Quels ont été les points de friction ?
La masculinité à laquelle je faisais référence… Plusieurs étaient choqués, estimant l’avoir dépassée depuis longtemps, familiers d’une fluidité de genre. Certains mais pas tous. Il y a dans l’équipe des vécus différents. Éric notamment, qui est burkinabé, témoigne d’une autre réalité. On n’est pas dans une progression linéaire, mais en strates, géographiques, sociales, culturelles… Les rôles genrés sur lesquels je leur proposais de travailler et réfléchir au départ étaient encore d’actualité pour beaucoup.
Quand je les ai rencontrés, le plus jeune avait tout juste 20 ans. Aujourd’hui, l’équipe a entre 22 et 30 ans. Et trois bébés « Débandade » sont nés !
Des points de vue divers sur la masculinité cohabitent donc dans l’équipe ?
L’un des danseurs a déclaré en avoir marre qu’on parle systématiquement des femmes. On peut ne plus vouloir assumer cette parole. Mais aussi, moi, femme, j’ai pu dire que cette position valait d’être entendue, au même titre que d’autres. Intéressant en tout cas d’arriver à le poser, à savoir en quoi c’est audible ou inaudible. À admettre que cette position est partagée par un certain nombre de gens dont la détresse, la colère, le désarroi, la frustration sont à prendre en compte. Sans dialogue, on court à la catastrophe. Moi je suis née à une époque où c’était l’omerta sur tout. Ça a énormément changé, heureusement.
“Débandade” met sept hommes sur le plateau, alors justement qu’on lutte contre l’hégémonie masculine, qu’on prône la parité…
C’est clivant, oui. Je n’essaie pas de défendre une thèse. Je propose, avec eux, une pièce assez drôle, joyeuse, qui communique de l’énergie et de la douceur.
Cette douceur et cette énergie passent également par la bande-son.

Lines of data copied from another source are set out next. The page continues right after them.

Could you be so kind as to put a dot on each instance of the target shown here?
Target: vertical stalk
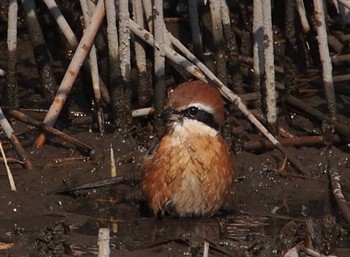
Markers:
(12, 89)
(62, 23)
(41, 55)
(322, 40)
(195, 29)
(159, 56)
(219, 42)
(270, 85)
(73, 69)
(258, 50)
(10, 134)
(143, 89)
(121, 98)
(232, 48)
(94, 71)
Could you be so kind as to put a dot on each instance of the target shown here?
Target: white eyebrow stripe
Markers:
(199, 106)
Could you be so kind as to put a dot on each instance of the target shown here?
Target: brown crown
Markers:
(198, 91)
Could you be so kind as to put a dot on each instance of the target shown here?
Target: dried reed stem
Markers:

Jonathan Kingsley Seilman, qui est présent sur scène, a composé cette bande-son à partir d’une série de podcasts de France Culture sur l’évolution des masculinités au travers des musiques populaires. Sur cette colonne vertébrale se sont greffées des propositions de Jonathan, mais aussi des danseurs. C’est un parcours à travers des jalons comme Presley, Gainsbourg, Bowie, Missy Elliot.

Jusqu’où a-t-on besoin des clichés pour les démonter ?

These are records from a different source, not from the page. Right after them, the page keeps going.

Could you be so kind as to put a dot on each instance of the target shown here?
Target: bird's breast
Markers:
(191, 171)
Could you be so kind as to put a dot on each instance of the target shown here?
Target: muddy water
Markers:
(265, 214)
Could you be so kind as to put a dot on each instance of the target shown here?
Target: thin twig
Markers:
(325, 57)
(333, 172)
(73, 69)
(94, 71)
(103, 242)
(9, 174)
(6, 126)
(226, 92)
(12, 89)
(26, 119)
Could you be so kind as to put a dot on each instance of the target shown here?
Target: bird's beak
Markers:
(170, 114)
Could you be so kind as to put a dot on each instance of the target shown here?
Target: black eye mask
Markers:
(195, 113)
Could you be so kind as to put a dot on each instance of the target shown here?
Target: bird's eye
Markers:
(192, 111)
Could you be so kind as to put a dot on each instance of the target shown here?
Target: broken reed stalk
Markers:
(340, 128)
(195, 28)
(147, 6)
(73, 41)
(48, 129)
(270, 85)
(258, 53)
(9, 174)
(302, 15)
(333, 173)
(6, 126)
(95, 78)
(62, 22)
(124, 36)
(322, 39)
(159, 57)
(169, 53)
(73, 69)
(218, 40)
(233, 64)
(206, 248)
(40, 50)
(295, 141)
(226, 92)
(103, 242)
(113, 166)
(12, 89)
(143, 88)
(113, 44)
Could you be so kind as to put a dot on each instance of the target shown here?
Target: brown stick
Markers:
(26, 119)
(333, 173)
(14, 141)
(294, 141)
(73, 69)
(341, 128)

Les clichés sont encore tellement présents qu’on prend le parti d’en rire. Je souffre, dans le milieu de la danse contemporaine, de m’adresser aux mêmes que moi, à un public majoritairement acquis. J’ai justement essayé d’élargir le spectre, avec une pièce grand public, notamment plus jeune, de cultures diverses, à l’instar des interprètes eux-mêmes. Alors oui, on utilise des clichés – pas d’énormes trucs non plus –, et on a envie de les partager en s’en amusant.
“Débandade” convoque des images mentales, un imaginaire collectif, notamment autour du sport, de la chevalerie, avec un côté cinématographique.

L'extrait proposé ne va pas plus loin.